As my virtual tour wound down, I asked to meet the test director. Up from behind a monitor popped Davis Libbey. When I asked about his background, he said he was a recent recruit from—I should have seen this coming—SpaceX. John Muratore had snapped him up just a few months earlier. Apart from having to deal with very hot rather than very cold temperatures, he said, switching from spaceflight to nuclear power had been seamless. “From a control-room standpoint, this is very much what you’d see in South Texas or Hawthorne,” he said, referring to a SpaceX launch site and to its headquarters in California. “It’s all very similar.”

For the sake of the nuclear industry and the planet, we need to hope so.

WHAT ABOUT NUCLEAR WASTE?

In 1987, Congress authorized a national nuclear-waste repository at Yucca Mountain, in Nevada; for good measure, it banned permanently storing nuclear waste anywhere else. Unfortunately, that repository never opened and, thanks to obstacles both political and practical, apparently never will. Meanwhile, nuclear waste sits safely but only (in theory) temporarily at reactor sites around the country. To win public acceptance, Elizabeth Muller told me recently, the nuclear industry needs to resolve the waste problem, not just downplay it.

Muller is in her early 40s, the daughter of a physics professor. Alarmed by climate change, in 2010 she and her father started a climate-science nonprofit, Berkeley Earth, which argued that replacing coal with shale gas (a controversial proposition among some environmentalists, because it involves the water-injection process known as fracking) had to be part of the solution in the near term—and that the longer-term transition from hydrocarbons would require more nuclear power.
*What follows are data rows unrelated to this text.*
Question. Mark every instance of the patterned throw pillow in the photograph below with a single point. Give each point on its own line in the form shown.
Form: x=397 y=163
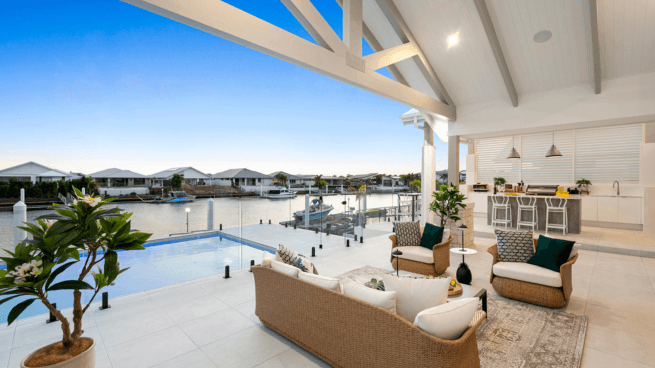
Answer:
x=514 y=246
x=407 y=233
x=285 y=255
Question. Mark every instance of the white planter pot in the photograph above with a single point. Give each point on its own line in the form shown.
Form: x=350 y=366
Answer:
x=85 y=360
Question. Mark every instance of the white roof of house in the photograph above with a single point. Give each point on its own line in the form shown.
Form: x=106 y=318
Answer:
x=32 y=168
x=240 y=174
x=115 y=173
x=177 y=170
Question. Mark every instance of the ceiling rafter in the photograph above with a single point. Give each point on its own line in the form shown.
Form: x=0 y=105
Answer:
x=595 y=47
x=401 y=28
x=226 y=21
x=489 y=29
x=315 y=25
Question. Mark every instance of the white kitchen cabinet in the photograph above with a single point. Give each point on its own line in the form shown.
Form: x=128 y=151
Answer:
x=608 y=209
x=630 y=210
x=589 y=208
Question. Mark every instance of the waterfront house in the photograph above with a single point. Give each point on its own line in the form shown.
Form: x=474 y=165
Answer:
x=292 y=180
x=245 y=179
x=35 y=172
x=190 y=175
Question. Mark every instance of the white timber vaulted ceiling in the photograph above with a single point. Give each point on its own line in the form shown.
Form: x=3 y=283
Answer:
x=496 y=61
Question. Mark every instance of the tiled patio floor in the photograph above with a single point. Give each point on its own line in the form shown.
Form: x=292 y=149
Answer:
x=210 y=322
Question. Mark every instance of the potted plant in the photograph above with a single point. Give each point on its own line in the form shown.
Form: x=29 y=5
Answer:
x=498 y=182
x=37 y=267
x=447 y=203
x=584 y=184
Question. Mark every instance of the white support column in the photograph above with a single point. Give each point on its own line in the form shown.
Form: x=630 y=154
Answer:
x=428 y=174
x=453 y=160
x=306 y=210
x=20 y=218
x=352 y=26
x=210 y=214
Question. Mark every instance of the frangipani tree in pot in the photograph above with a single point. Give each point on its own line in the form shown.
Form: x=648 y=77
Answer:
x=447 y=203
x=59 y=240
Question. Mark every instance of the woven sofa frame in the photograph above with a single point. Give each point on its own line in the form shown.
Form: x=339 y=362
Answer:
x=346 y=332
x=440 y=253
x=546 y=296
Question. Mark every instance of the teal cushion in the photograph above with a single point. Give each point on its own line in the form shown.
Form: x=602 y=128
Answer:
x=551 y=253
x=432 y=235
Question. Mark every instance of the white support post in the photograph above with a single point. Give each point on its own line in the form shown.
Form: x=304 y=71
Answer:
x=307 y=210
x=352 y=26
x=428 y=173
x=20 y=218
x=210 y=214
x=453 y=160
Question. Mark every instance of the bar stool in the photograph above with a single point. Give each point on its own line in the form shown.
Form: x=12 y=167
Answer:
x=557 y=205
x=527 y=204
x=501 y=203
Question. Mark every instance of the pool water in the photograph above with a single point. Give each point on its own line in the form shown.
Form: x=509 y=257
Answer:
x=160 y=264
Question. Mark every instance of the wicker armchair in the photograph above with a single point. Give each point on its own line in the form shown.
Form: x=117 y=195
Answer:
x=441 y=254
x=545 y=296
x=347 y=332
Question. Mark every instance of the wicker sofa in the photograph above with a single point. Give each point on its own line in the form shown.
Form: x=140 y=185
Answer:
x=440 y=258
x=533 y=293
x=346 y=332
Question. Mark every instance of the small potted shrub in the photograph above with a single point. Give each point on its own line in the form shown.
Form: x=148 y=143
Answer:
x=584 y=184
x=447 y=203
x=83 y=226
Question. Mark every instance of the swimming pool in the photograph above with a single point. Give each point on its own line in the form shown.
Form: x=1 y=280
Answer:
x=164 y=262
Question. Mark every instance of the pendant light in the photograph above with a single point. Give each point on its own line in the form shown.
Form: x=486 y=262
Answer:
x=553 y=151
x=513 y=153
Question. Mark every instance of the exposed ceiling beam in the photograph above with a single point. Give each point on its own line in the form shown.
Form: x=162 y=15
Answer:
x=401 y=28
x=315 y=25
x=595 y=47
x=390 y=56
x=488 y=25
x=375 y=45
x=228 y=22
x=352 y=26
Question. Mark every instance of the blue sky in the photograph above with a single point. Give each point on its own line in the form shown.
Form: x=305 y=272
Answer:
x=88 y=85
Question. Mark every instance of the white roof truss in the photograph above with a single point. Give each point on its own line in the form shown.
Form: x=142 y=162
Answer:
x=327 y=58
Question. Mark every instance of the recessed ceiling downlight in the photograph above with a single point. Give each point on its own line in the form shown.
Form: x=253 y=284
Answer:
x=542 y=36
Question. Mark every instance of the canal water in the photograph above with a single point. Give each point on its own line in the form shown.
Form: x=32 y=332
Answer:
x=164 y=219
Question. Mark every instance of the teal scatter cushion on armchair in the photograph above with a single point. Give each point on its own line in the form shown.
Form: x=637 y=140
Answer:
x=432 y=235
x=551 y=253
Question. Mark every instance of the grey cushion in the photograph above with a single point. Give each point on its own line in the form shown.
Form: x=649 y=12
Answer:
x=407 y=233
x=514 y=246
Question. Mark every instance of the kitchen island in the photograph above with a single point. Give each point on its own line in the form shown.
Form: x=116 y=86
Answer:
x=573 y=210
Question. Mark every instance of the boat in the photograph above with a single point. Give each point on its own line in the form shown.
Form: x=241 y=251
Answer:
x=172 y=197
x=281 y=193
x=316 y=211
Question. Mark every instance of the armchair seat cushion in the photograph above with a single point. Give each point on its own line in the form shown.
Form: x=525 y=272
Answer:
x=418 y=254
x=528 y=273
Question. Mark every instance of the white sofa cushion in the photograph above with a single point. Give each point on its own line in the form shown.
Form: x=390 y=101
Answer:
x=447 y=321
x=267 y=258
x=574 y=250
x=417 y=253
x=528 y=273
x=284 y=268
x=383 y=299
x=415 y=295
x=322 y=281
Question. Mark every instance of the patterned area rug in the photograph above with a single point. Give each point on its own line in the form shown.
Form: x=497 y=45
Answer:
x=519 y=335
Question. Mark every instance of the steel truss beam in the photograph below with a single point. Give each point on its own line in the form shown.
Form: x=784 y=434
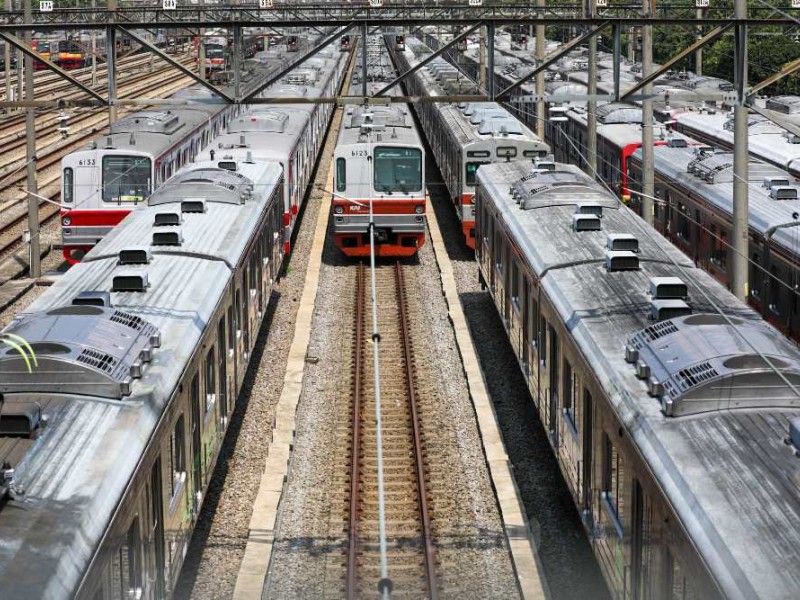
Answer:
x=248 y=99
x=553 y=57
x=17 y=43
x=433 y=56
x=176 y=64
x=706 y=39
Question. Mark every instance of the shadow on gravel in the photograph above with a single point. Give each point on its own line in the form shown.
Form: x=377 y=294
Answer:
x=202 y=530
x=567 y=559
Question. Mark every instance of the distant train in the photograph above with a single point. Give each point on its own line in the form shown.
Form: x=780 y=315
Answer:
x=671 y=407
x=379 y=167
x=463 y=137
x=139 y=354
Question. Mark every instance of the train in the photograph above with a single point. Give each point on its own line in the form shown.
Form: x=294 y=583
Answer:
x=672 y=408
x=137 y=356
x=379 y=170
x=291 y=134
x=463 y=137
x=102 y=182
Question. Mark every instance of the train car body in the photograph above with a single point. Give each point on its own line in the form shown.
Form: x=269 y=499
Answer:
x=460 y=141
x=142 y=350
x=694 y=187
x=379 y=169
x=667 y=401
x=291 y=134
x=116 y=172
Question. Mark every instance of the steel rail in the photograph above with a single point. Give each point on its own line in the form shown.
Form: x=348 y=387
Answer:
x=352 y=559
x=427 y=540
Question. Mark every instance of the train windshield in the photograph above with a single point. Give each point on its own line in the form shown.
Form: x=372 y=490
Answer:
x=126 y=178
x=472 y=170
x=398 y=169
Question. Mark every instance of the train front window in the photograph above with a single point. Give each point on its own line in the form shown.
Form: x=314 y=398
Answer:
x=126 y=178
x=472 y=170
x=397 y=169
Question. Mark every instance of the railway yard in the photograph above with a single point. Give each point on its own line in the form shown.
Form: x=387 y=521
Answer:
x=325 y=320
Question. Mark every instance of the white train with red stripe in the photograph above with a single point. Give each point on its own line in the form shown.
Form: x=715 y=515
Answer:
x=379 y=165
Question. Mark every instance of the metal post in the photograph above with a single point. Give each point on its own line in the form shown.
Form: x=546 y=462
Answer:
x=94 y=49
x=237 y=63
x=490 y=61
x=739 y=283
x=540 y=110
x=30 y=122
x=591 y=113
x=111 y=66
x=648 y=185
x=7 y=57
x=201 y=47
x=698 y=55
x=364 y=33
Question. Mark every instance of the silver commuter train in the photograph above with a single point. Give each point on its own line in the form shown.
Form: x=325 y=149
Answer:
x=676 y=436
x=141 y=351
x=462 y=138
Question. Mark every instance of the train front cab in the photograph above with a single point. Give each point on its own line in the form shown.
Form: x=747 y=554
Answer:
x=642 y=548
x=394 y=187
x=145 y=545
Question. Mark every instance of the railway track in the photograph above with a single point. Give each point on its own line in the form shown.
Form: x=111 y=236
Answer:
x=13 y=208
x=408 y=524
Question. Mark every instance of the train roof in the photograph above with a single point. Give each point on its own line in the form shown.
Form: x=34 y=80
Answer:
x=77 y=469
x=711 y=178
x=725 y=470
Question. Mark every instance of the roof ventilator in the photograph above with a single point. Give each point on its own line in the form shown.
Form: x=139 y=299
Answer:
x=622 y=241
x=196 y=205
x=589 y=208
x=92 y=298
x=172 y=237
x=582 y=222
x=167 y=219
x=793 y=439
x=131 y=281
x=134 y=256
x=779 y=192
x=668 y=308
x=621 y=260
x=668 y=288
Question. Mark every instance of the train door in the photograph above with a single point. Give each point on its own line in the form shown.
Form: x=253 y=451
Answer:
x=553 y=416
x=197 y=443
x=588 y=441
x=223 y=373
x=157 y=529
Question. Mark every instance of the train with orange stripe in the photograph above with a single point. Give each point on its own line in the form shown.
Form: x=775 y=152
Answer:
x=379 y=171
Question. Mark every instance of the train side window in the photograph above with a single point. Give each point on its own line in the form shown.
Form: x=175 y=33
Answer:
x=613 y=483
x=756 y=276
x=69 y=185
x=774 y=291
x=130 y=563
x=543 y=340
x=341 y=175
x=177 y=456
x=571 y=407
x=211 y=379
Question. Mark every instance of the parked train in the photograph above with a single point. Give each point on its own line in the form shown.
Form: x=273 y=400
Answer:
x=463 y=137
x=291 y=134
x=379 y=170
x=116 y=404
x=672 y=408
x=694 y=208
x=103 y=182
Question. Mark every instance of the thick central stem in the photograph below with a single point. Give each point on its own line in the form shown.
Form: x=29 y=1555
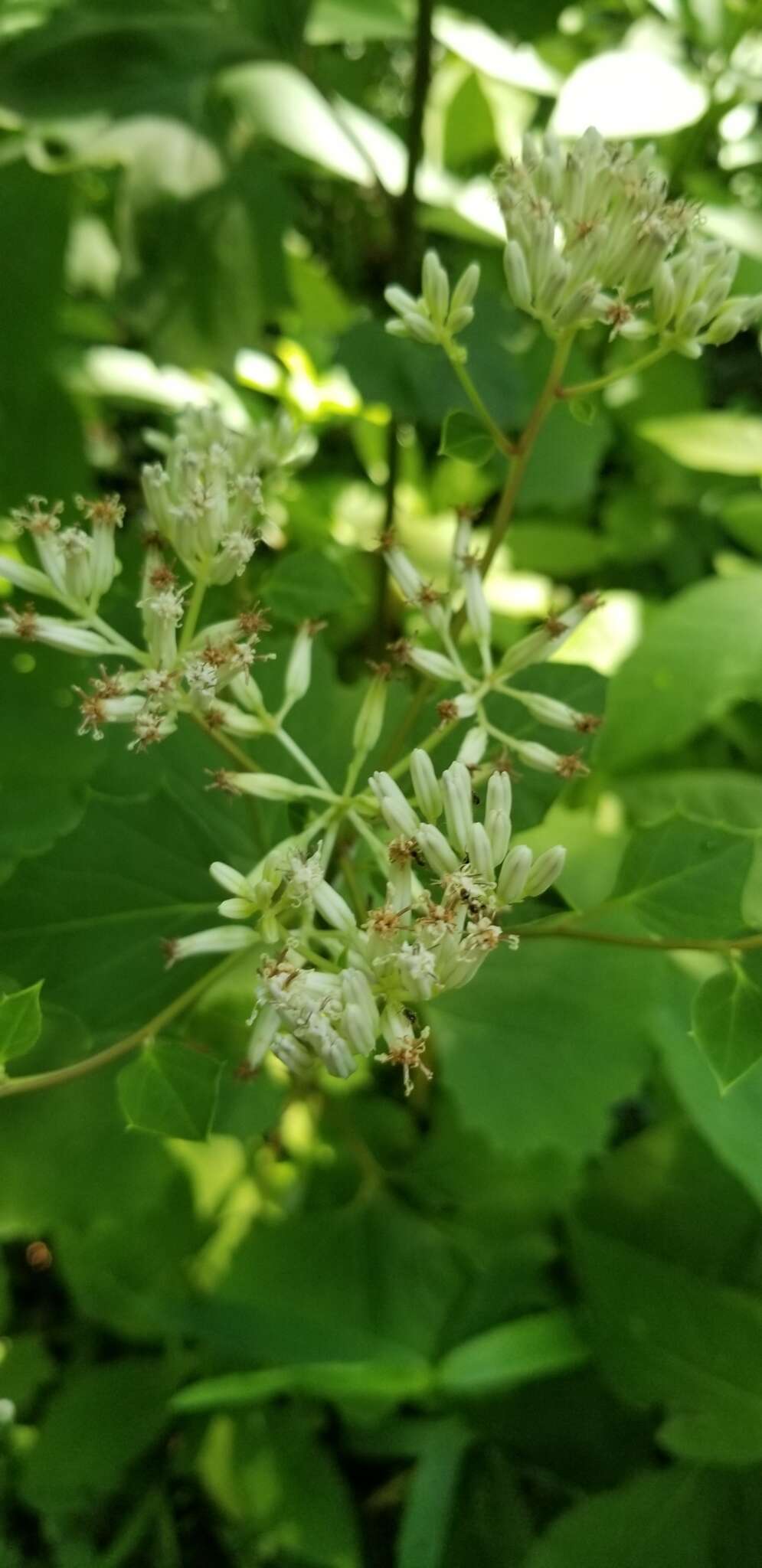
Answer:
x=524 y=452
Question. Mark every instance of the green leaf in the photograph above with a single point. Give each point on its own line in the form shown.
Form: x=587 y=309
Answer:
x=513 y=1354
x=687 y=878
x=306 y=583
x=93 y=913
x=652 y=1520
x=728 y=1024
x=700 y=656
x=715 y=443
x=338 y=1286
x=21 y=1020
x=742 y=516
x=342 y=1382
x=540 y=1048
x=97 y=1424
x=465 y=438
x=40 y=803
x=673 y=1340
x=555 y=549
x=430 y=1499
x=170 y=1090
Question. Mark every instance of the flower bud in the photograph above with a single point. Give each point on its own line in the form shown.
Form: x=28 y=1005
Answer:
x=458 y=805
x=270 y=786
x=335 y=910
x=433 y=664
x=548 y=709
x=477 y=609
x=516 y=275
x=27 y=577
x=546 y=871
x=499 y=831
x=437 y=851
x=299 y=670
x=664 y=296
x=435 y=287
x=217 y=939
x=425 y=785
x=262 y=1035
x=513 y=874
x=473 y=746
x=480 y=852
x=371 y=717
x=405 y=574
x=392 y=805
x=499 y=794
x=465 y=290
x=537 y=756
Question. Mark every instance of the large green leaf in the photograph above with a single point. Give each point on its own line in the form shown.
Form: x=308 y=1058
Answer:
x=93 y=913
x=687 y=878
x=717 y=443
x=170 y=1090
x=97 y=1423
x=728 y=1023
x=545 y=1041
x=701 y=656
x=38 y=802
x=652 y=1520
x=513 y=1354
x=672 y=1340
x=21 y=1021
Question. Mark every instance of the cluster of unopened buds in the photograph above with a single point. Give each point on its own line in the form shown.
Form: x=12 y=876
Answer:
x=338 y=978
x=204 y=510
x=593 y=239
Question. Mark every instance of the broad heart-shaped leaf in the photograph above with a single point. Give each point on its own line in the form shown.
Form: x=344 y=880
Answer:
x=715 y=443
x=465 y=438
x=730 y=1123
x=91 y=915
x=543 y=1043
x=97 y=1424
x=513 y=1354
x=659 y=1520
x=728 y=1024
x=700 y=656
x=21 y=1021
x=669 y=1338
x=170 y=1090
x=336 y=1286
x=687 y=878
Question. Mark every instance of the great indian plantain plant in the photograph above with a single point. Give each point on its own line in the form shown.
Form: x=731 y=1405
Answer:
x=593 y=239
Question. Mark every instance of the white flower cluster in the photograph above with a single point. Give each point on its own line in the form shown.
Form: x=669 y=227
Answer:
x=474 y=688
x=593 y=237
x=438 y=923
x=438 y=314
x=204 y=505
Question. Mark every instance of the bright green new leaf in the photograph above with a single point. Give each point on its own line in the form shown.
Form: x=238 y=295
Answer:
x=714 y=443
x=700 y=656
x=170 y=1089
x=465 y=438
x=21 y=1021
x=513 y=1354
x=728 y=1024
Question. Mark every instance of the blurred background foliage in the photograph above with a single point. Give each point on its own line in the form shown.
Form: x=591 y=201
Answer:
x=516 y=1321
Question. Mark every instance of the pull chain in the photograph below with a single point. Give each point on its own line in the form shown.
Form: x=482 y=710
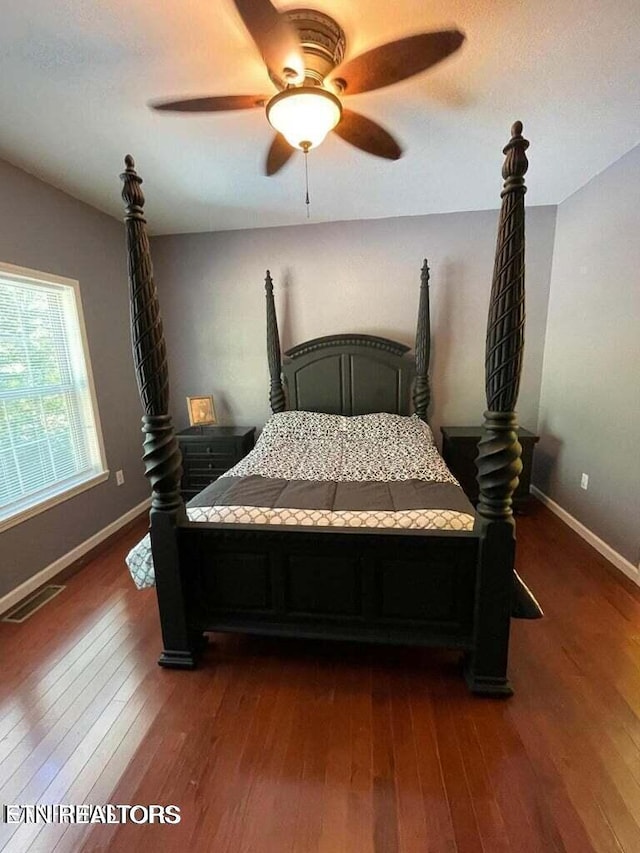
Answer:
x=306 y=177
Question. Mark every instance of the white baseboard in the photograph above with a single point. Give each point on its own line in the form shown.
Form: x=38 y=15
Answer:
x=33 y=583
x=600 y=545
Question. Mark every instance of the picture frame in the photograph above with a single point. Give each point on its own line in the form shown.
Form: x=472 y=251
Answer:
x=201 y=411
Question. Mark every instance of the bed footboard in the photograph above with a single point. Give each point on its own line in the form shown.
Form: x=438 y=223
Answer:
x=395 y=586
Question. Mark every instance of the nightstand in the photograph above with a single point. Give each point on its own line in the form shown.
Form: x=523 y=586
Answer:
x=460 y=448
x=209 y=451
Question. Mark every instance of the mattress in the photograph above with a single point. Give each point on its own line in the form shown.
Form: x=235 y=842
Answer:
x=375 y=471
From their focus on natural gas, the Mullers knew that, by using computer-assisted directional drilling, an oil or gas rig can drill for miles in any direction, not just straight down but nosing horizontally along rich seams deep underground. (This transformative technology enabled the fracking revolution.) At a forum in 2015, Muller and her father, Richard Muller, heard a presentation about using boreholes to deposit nuclear waste in deep geological strata that have been stable for epochs. Her father, Muller said, “immediately thought of drilling horizontally into shale formations that have held volatile materials for millions of years.” Because geological strata are stacked horizontally, like pancakes, a vertical hole passes rapidly through them, exposing little area for potential storage. Instead, by drilling sideways to follow a suitable formation, “you get a lot more space at a given depth.” That creates more storage options at any given location, without having to truck waste to some distant (and currently nonexistent) repository.

Months after that forum, the Mullers founded a company, Deep Isolation. In 2018, they received seed funding, and the following year they showed that a drill rig on the surface could deposit specially designed waste canisters in horizontal boreholes, then later retrieve them, without any humans needing to work underground. The demonstration opened the possibility that waste can be safely stored, monitored, and if need be recovered near the sites that produce it, where communities are already accustomed to having nuclear neighbors. The company now employs about 50 people, Muller told me, and has won customer contracts in multiple countries, including the United States.

Can Deep Isolation succeed? Maybe, maybe not, but its greater significance is as an example of how the Big Nuclear mindset is cracking. Even a few years ago, the idea of an unconventional commercial start-up taking on the most intractable problem the industry faces—a problem that has defeated billions of dollars and ambitious government planning—would have seemed far-fetched, if not inconceivable.